What is Executive Function?
Executive Function is a broad term which covers the cognitive processes that help us govern our behaviors/ actions and outcomes. These processes are particularly important for school success because they include:
Inhibition:
The conscious or unconscious ability to restrain from a desire or impulse.
Initiation:
The ability to start a task, even when the task is not preferred.
Shift:
The ability to consciously move or change your attention from one task to another.
Emotional Control:
The ability to respond to demands and experiences flexibly and in a socially acceptable way to permit both spontaneous and delayed reactions that are grade and age appropriate.
Working Memory:
The ability to take information that was introduced into short term memory and begin to use, manipulate, and integrate it with our other memories.
Planning and Organization:
The ability to think about activities and time required to achieve a goal and then develop the initial strategies for success.
Materials Organization:
The ability to understand, organize, and successfully use the materials necessary to complete a task.
Self-Monitoring:
The ability to evaluate your performance and alter your actions if necessary.
Executive functions are maturational and will completely develop sometime between 18-28 years of age. What is considered normal maturation by science is not consistent with what is demanded by rigorous academic curricula. Executive Dysfunction is not an indicator of cognitive ability and is frequently noted in students who are bright and enrolled in advanced courses. Often, the demands of these courses outstrip a child’s executive functions.

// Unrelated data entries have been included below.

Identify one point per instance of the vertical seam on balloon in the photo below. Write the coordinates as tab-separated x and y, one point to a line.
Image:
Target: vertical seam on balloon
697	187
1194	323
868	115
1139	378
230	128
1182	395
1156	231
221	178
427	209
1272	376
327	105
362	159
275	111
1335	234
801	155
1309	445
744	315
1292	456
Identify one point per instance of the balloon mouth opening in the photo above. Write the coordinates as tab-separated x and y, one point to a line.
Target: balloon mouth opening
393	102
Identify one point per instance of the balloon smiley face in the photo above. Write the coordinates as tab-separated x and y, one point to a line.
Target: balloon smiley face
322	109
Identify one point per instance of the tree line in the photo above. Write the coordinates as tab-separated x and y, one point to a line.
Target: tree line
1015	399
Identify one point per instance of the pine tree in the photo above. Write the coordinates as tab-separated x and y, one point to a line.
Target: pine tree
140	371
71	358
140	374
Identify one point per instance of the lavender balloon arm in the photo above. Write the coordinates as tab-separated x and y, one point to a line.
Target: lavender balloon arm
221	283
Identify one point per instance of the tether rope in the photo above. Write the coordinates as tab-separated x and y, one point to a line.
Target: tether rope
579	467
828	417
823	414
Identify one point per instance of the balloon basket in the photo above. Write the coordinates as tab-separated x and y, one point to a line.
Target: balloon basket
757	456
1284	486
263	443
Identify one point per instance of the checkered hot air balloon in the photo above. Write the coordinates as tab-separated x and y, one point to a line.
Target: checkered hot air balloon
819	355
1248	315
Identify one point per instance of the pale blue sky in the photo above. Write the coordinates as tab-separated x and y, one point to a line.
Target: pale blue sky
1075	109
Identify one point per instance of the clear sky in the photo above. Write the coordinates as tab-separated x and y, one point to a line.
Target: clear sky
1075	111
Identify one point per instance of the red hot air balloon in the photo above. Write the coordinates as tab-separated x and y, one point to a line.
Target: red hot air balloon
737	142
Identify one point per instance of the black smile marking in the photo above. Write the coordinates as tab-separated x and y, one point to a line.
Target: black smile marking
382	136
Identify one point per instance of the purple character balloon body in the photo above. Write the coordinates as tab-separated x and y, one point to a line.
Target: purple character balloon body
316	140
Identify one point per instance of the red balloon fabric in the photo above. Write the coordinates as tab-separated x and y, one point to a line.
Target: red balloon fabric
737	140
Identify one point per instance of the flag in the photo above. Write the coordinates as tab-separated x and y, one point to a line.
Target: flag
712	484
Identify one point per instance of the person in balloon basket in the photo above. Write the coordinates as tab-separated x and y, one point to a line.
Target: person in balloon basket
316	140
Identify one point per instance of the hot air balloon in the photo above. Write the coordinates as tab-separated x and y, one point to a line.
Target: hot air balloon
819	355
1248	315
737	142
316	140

Grades fall due to incomplete or late assignments, poorly organized work, missed directions, careless errors, poor prioritization, inability to conform to a group, poor decision making, etc. The child’s grades do not reflect their ability because they are losing points in grading that are not associated with knowledge, but with missed, incomplete, or inadequate work.
Ultimately, executive function maturity catches up with school rigor. But, during the maturing process, study skills must be taught and supported, usually by someone who is not emotionally involved with the student, so that they can meet their academic potential without feeling that they have failed in the eyes of those who love them.
School is not forgiving to the student who doesn’t understand why schoolwork that was once easy has become so difficult. Executive function coaching can support the bright student through the years of self-doubt and academic frustration by teaching them to use a set of individualized study skills that create learned independence.